Thin film devices powered by sunlight can produce sustainable energy carriers and chemicals and thereby mimic the shape and function of plant leaves. This presentation will give an overview of our recent progress to construct prototype devices for the conversion of water, carbon dioxide and solid waste streams into fuels and chemicals. Specifically, a standalone ‘photoelectrochemical leaf’ based on an integrated lead halide perovskite tandem solar cell has been built for the solar CO2 reduction to produce syngas (Andrei et al., Nature Materials, 2020, 19, 189–194). Syngas is an energy-rich gas mixture containing CO and H2 and currently produced from fossil fuels and the ‘green’ production of syngas may enable the synthesis of renewable liquid oxygenates and hydrocarbon fuels. The tandem architecture also allows for the integration of biocatalysts and the selective and bias-free conversion of CO2-to-formate has been demonstrated using enzymes (Moore et al., Angew. Chem. Int. Ed. 2021, 60, 26303-26307). An alternative solar carbon capture and utilisation technology is based on co-deposited semiconductor powders on a conducting substrate. Modification of these immobilised powders with a molecular catalyst gives a photocatalyst sheet that can cleanly produce formic acid from aqueous CO2 (Wang et al., Nature Energy, 2020, 5, 703–710). The deposition of a single semiconductor material on glass gives panels for the sunlight-powered conversion plastic and biomass waste into H2 and organic products, thereby allowing for simultaneous waste remediation and fuel production (Uekert et al., Nature Sustain., 2021, 4, 383–391). The concept and prospect behind these integrated systems for solar energy conversion and their relevance to secure and harness sustainable energy supplies in a fossil-fuel free economy will be discussed.

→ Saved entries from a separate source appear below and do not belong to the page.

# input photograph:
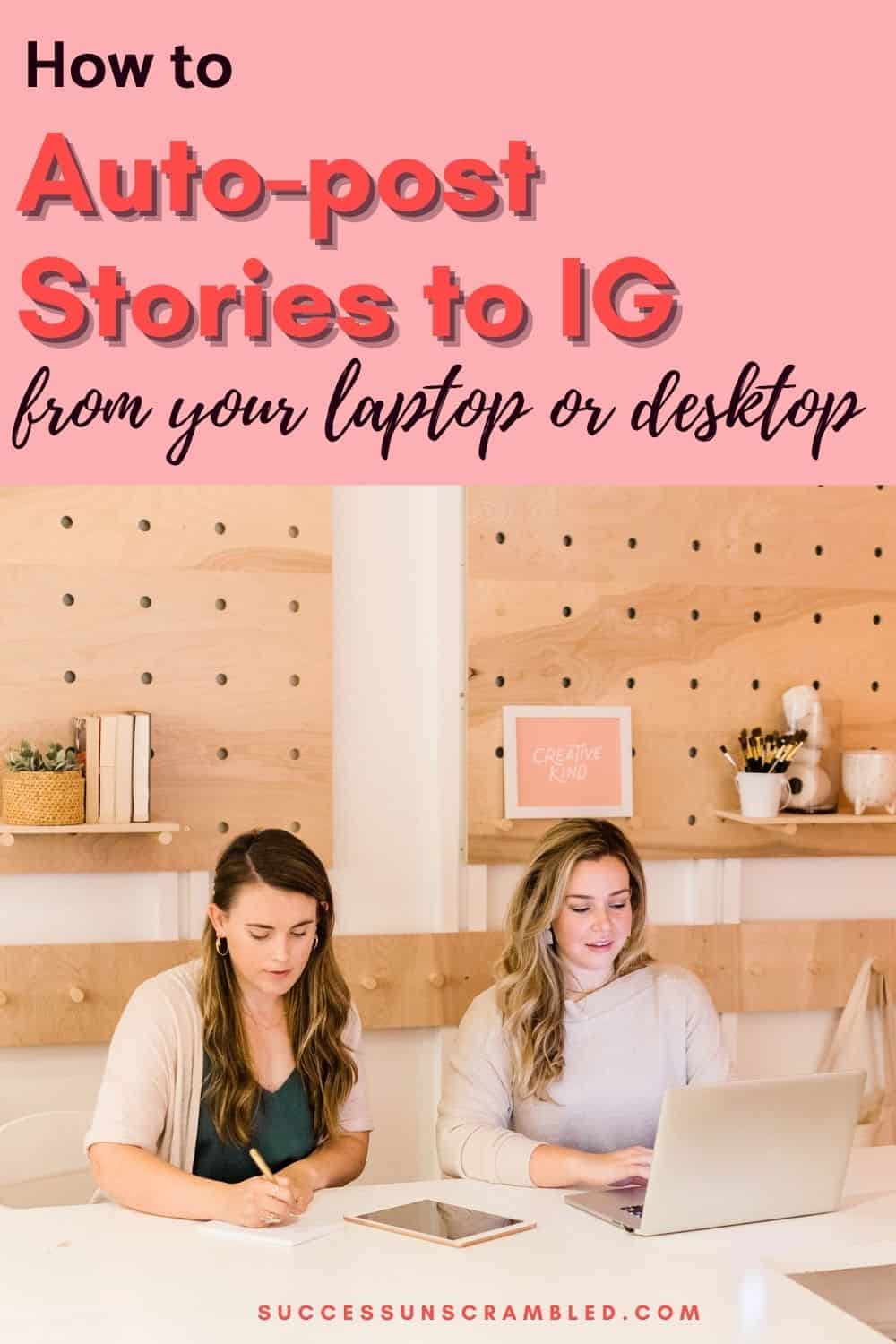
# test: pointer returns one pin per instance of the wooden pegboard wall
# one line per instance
(74, 995)
(696, 607)
(207, 607)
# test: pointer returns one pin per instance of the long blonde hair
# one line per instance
(316, 1007)
(530, 973)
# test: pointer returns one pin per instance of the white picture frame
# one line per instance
(512, 714)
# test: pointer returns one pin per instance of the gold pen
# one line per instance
(263, 1166)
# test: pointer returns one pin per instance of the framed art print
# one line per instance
(571, 761)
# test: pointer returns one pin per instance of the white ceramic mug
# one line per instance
(762, 795)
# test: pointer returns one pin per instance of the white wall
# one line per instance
(398, 556)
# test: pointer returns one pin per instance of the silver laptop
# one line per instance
(740, 1152)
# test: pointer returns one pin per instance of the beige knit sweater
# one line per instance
(625, 1045)
(151, 1088)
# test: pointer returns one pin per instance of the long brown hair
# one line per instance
(316, 1007)
(530, 973)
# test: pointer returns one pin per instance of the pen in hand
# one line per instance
(265, 1169)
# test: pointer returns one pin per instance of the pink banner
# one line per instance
(400, 244)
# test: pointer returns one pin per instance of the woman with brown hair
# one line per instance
(559, 1070)
(257, 1045)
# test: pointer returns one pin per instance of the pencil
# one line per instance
(260, 1161)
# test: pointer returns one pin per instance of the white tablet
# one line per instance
(445, 1223)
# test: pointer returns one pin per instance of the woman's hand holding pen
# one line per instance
(260, 1202)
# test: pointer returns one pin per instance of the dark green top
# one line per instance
(282, 1133)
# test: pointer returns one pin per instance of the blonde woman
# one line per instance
(559, 1070)
(257, 1045)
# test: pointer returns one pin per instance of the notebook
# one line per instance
(284, 1234)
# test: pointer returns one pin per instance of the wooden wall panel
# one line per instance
(260, 640)
(516, 631)
(429, 980)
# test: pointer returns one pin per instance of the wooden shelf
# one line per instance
(788, 822)
(163, 830)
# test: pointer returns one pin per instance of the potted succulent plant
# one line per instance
(43, 788)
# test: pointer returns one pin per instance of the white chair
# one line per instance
(42, 1160)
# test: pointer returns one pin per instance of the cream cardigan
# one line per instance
(152, 1083)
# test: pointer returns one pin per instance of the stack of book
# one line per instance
(115, 752)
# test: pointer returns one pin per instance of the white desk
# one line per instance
(96, 1274)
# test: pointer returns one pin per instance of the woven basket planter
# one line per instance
(43, 798)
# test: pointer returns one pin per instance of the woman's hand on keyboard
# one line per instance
(625, 1167)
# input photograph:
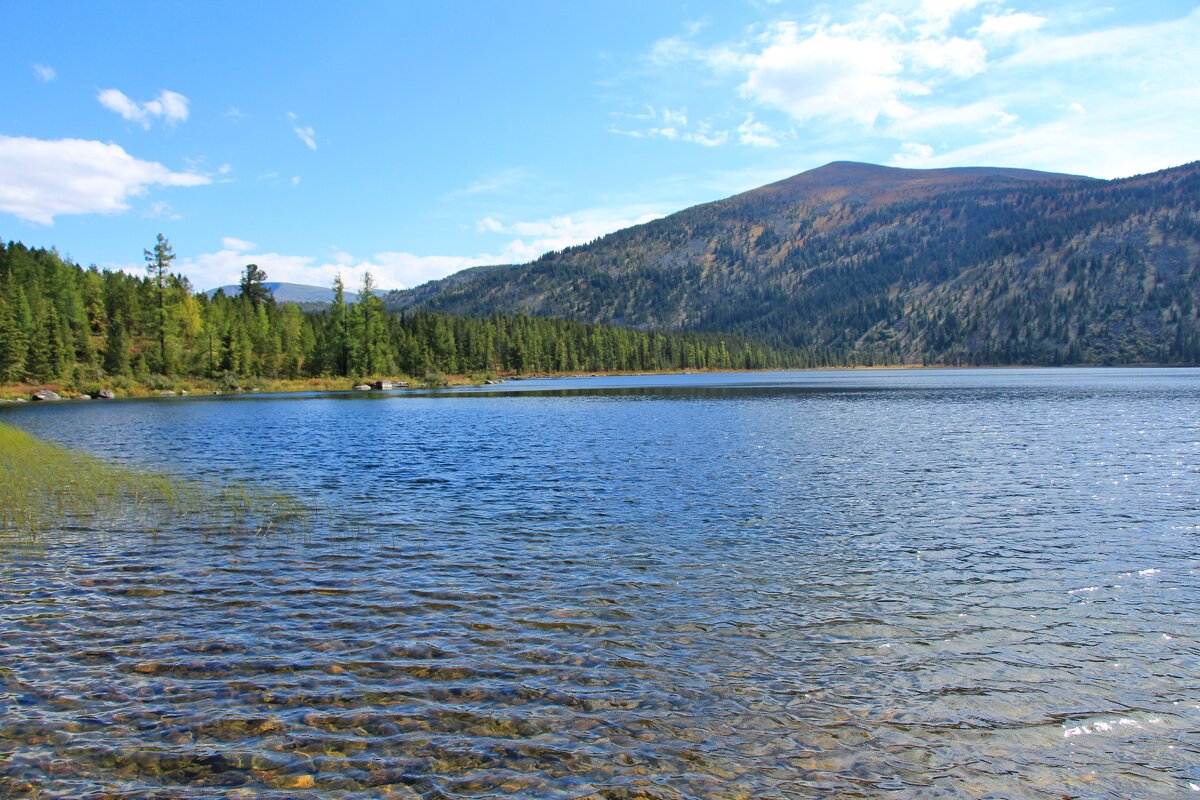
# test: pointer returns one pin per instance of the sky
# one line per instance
(413, 139)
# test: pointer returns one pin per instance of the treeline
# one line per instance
(61, 323)
(859, 260)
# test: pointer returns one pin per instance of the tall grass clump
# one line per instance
(46, 488)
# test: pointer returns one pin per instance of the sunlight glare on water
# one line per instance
(941, 583)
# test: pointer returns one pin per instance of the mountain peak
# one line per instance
(864, 182)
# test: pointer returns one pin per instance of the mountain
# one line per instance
(298, 293)
(964, 265)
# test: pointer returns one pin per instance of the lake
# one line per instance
(928, 583)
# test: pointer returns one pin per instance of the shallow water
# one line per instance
(937, 583)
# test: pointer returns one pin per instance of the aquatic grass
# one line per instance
(46, 488)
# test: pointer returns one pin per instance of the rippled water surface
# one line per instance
(927, 584)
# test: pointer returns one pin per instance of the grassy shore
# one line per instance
(157, 386)
(46, 488)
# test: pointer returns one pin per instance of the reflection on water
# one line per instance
(849, 584)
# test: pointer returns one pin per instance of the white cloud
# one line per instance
(45, 179)
(1008, 25)
(936, 16)
(811, 73)
(237, 245)
(673, 118)
(305, 133)
(492, 182)
(756, 134)
(976, 118)
(1101, 143)
(168, 106)
(912, 154)
(673, 127)
(162, 210)
(959, 56)
(707, 138)
(399, 269)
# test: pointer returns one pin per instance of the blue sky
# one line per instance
(414, 139)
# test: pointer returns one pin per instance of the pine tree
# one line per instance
(159, 262)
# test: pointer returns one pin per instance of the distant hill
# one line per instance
(298, 293)
(965, 265)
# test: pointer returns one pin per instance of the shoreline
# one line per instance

this seminar will be held on Zoom. Click 'book now' to join the event. 

About the Speaker

Prof. Erwin Reisner

at Department of Chemistry, University of Cambridge

Professor Erwin Reisner received his education and professional training at the University of Vienna (PhD in 2005 and Habilitation in 2010), the Massachusetts Institute of Technology (postdoc from 2005-2007) and the University of Oxford (postdoc from 2008-2009). After a brief stint as an EPSRC Career Acceleration Fellow at The University of Manchester, he joined the University of Cambridge as a University Lecturer in the Department of Chemistry and as a Fellow of St. John’s College in 2010. He was appointed to Reader in 2015 and to his current position of Professor of Energy and Sustainability in 2017.  He has been directing the Christian Doppler Laboratory for Sustainable SynGas Chemistry from 2012-2019 and the UK Solar Fuels Network, which coordinates the national activities in artificial photosynthesis, from 2017-2021. He currently holds an ERC Consolidator and Proof-of-concept Grant on enzyme-hybrid materials for solar fuel synthesis and is the academic lead of the Cambridge Circular Plastics Centre (CirPlas). He is also a co-director of the Centre for Doctoral Training in Integrated Functional Nano (nanoCDT) in Cambridge and a member of the European research consortia solar2chem and Sofia. His laboratory explores the interface of chemical biology, synthetic chemistry, materials science, and engineering relevant to the development of solar-driven processes for the sustainable synthesis of fuels and chemicals from waste streams such as lignocellulosic biomass and plastics, water and components in air such as carbon dioxide and nitrogen.